July 26, 2023
Welcome to our first feature in our Origin Feature Series! We are taking you back to where it all began, Rwanda!
Rwanda is a land-locked country in East Africa. Many of its citizens earn their living in agriculture, and coffee is one of the country’s primary export materials. Coffee is grown on roughly 400,000 small family farms across the country, most of which are characterized by high elevations, steep hillsides, and rich, volcanic soils.
Coffee has been grown in Rwanda since the early 1900s. Historically, most of the volume was processed and exported as a low-grade product even though Rwanda’s natural elements are predisposed to rendering specialty coffee. At the end of the last century, a national effort was organized to improve the quality and consistency of Rwanda’s coffee exports, which spurred global market demand for its unique taste profile. This action set the stage for Westrock Coffee and its sister company, Rwanda Trading Company (RTC), to open operations in 2009.
We got into the coffee business in Rwanda because we knew that farmers, despite producing high-value coffee, faced tangible livelihood challenges. So we became a coffee buyer, exporter, roaster, and packager to answer two basic questions:
- What price can we pay farmers and still make enough profit to return the next season?
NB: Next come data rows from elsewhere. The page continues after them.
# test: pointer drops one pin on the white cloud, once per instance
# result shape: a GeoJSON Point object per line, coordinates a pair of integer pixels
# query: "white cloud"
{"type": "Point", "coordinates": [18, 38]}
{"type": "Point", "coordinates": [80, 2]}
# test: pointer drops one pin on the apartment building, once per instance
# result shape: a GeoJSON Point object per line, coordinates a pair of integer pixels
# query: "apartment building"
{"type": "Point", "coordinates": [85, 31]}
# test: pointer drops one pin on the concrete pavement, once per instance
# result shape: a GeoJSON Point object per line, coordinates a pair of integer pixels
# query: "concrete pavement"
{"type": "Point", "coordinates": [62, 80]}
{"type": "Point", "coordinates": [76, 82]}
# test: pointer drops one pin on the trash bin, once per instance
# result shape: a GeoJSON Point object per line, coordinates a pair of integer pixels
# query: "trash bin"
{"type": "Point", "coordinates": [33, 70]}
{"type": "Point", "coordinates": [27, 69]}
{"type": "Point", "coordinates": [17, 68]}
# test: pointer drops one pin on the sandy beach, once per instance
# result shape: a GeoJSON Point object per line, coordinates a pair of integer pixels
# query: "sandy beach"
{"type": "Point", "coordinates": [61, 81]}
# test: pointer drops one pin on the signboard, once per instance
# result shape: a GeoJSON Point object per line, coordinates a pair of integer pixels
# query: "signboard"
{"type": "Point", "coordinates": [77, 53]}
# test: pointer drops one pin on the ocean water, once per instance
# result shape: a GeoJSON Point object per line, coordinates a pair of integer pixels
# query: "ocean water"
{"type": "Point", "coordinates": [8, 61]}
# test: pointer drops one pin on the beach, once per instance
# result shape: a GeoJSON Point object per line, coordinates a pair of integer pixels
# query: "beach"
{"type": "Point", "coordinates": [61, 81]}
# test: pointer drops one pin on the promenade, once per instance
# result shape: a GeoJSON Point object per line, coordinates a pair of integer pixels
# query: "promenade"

- Other than price, what factors have the power to improve the financial condition of those we most depend on in our supply chain?
In its first four seasons, RTC established a transparent business with 65,000 farms across the country. Once these relationships were established, RTC turned its focus to the farm level, where farmers’ trees were producing about 30% of their potential.
In 2013, RTC established the Agribusiness Training Program (ATP) to teach farmers how to transform their coffee farms into healthy, profitable businesses. Through the ATP, RTC’s team offered our farmer partners training on financial literacy, agribusiness management, and sustainable agronomy practices. The first two years of training with 2,200 farmers yielded an astounding 171% yield growth and 80% income uplift. These results kick-started a massive expansion of the program. By the end of 2021, 52,424 farmers were ATP-trained with 227% more cash in their pockets, on average.
Westrock Coffee’s program spurred these results, but they would not have been possible without the grit demonstrated by our farmer partners in Rwanda. Farmers matched the transparent business and economic opportunity offered to them with endless hard work. This origin has so many things that make it unique – rich soils, high altitudes, breathtaking landscapes, the list goes on – but the mainstay is the grit demonstrated by the people who grow the coffee.
Our resident coffee sensory experts had this to say about their experiences with coffee from Rwanda: We find Rwandan coffees to often have notes of black tea and lemon, crisp and refreshing. Though the flavor profile isn’t one most coffee drinkers are used to in our experience, once they’ve tasted a cup of Rwandan, they quickly are converted.